Jornal Maio

Metro do Porto:
trabalhadores da manutenção transferidos durante a greve – um risco para a segurança

Os trabalhadores afetos a uma das frotas (CT) do Metro do Porto estão a ser transferidos das suas funções habituais para intervir em avarias de outra frota (ET), com características técnicas completamente distintas, um risco para a segurança.

Bruno Oliveira, STMEFE

Desde o início da greve convocada pelo STMEFE, a 8 de janeiro, têm vindo a verificar-se práticas por parte da empresa que merecem a mais séria preocupação do ponto de vista da segurança, da organização do trabalho e do respeito pelos direitos dos trabalhadores.

É nas oficinas de Guifões que se assegura a manutenção do material circulante do Metro do Porto. Chegou ao nosso conhecimento que os trabalhadores afetos a uma das frotas (CT) estão a ser transferidos das suas funções habituais para intervir em avarias de outra frota (ET), com características técnicas completamente distintas e para as quais não estão normalmente alocados nem familiarizados.

Esta deslocação de trabalhadores entre frotas é de assinalar. Cada frota tem especificidades próprias, procedimentos técnicos diferenciados e circuitos claros de responsabilidade. Ignorar esta realidade, sobretudo em contexto de greve, é introduzir riscos desnecessários num sistema que já se encontra sob forte pressão.

 

Decisões apressadas, soluções improvisadas e aumento do risco operacional são riscos associados à transferência de trabalhadores da manutenção durante a greve.

 

Mais grave ainda, estas intervenções estão a ser realizadas fora dos circuitos normais de supervisão técnica associados a cada frota, fragilizando a cadeia de responsabilidade e abrindo espaço a decisões apressadas, soluções improvisadas e aumento do risco operacional.

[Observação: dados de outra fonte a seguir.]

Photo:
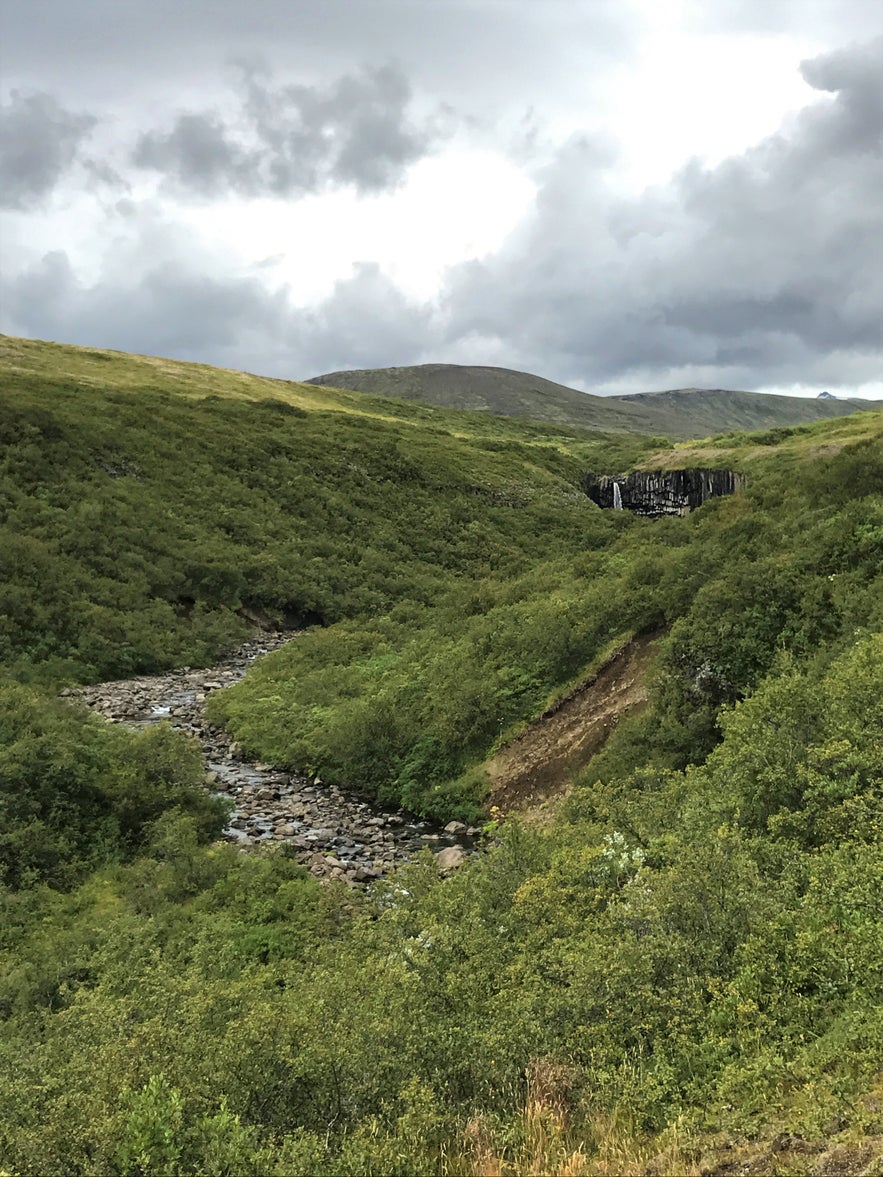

Não podemos calar-nos: a insistência em manter o material circulante em exploração, recorrendo a expedientes que desestruturam a organização normal da manutenção, está a empurrar o sistema para o limiar da segurança operacional. Este é um problema de todos!

Este não é um problema criado pela greve. É anterior. A greve apenas expõe fragilidades que já existiam: degradação progressiva do material circulante, falta de investimento estrutural na manutenção e uma gestão que insiste em responder a problemas estruturais com soluções de curto prazo.

Ao invés de enfrentar estas questões de fundo, a empresa opta por tentar neutralizar os efeitos da greve através da reorganização informal do trabalho, transferindo riscos para os trabalhadores e, em última instância, para quem assegura a condução e a segurança da circulação. Mais uma vez, um problema para todos nós.

O STMEFE reafirma que o direito à greve não pode ser contornado à custa da segurança ferroviária. A exploração do Metro do Porto exige rigor técnico, respeito pelos procedimentos e reconhecimento de que a segurança não se compadece com atalhos nem improvisos.

A defesa dos trabalhadores é indissociável da defesa da segurança da exploração. Quando uma falha ocorre, quem está na linha da frente são sempre os mesmos. Quando uma falha ocorre, quem paga somos nós.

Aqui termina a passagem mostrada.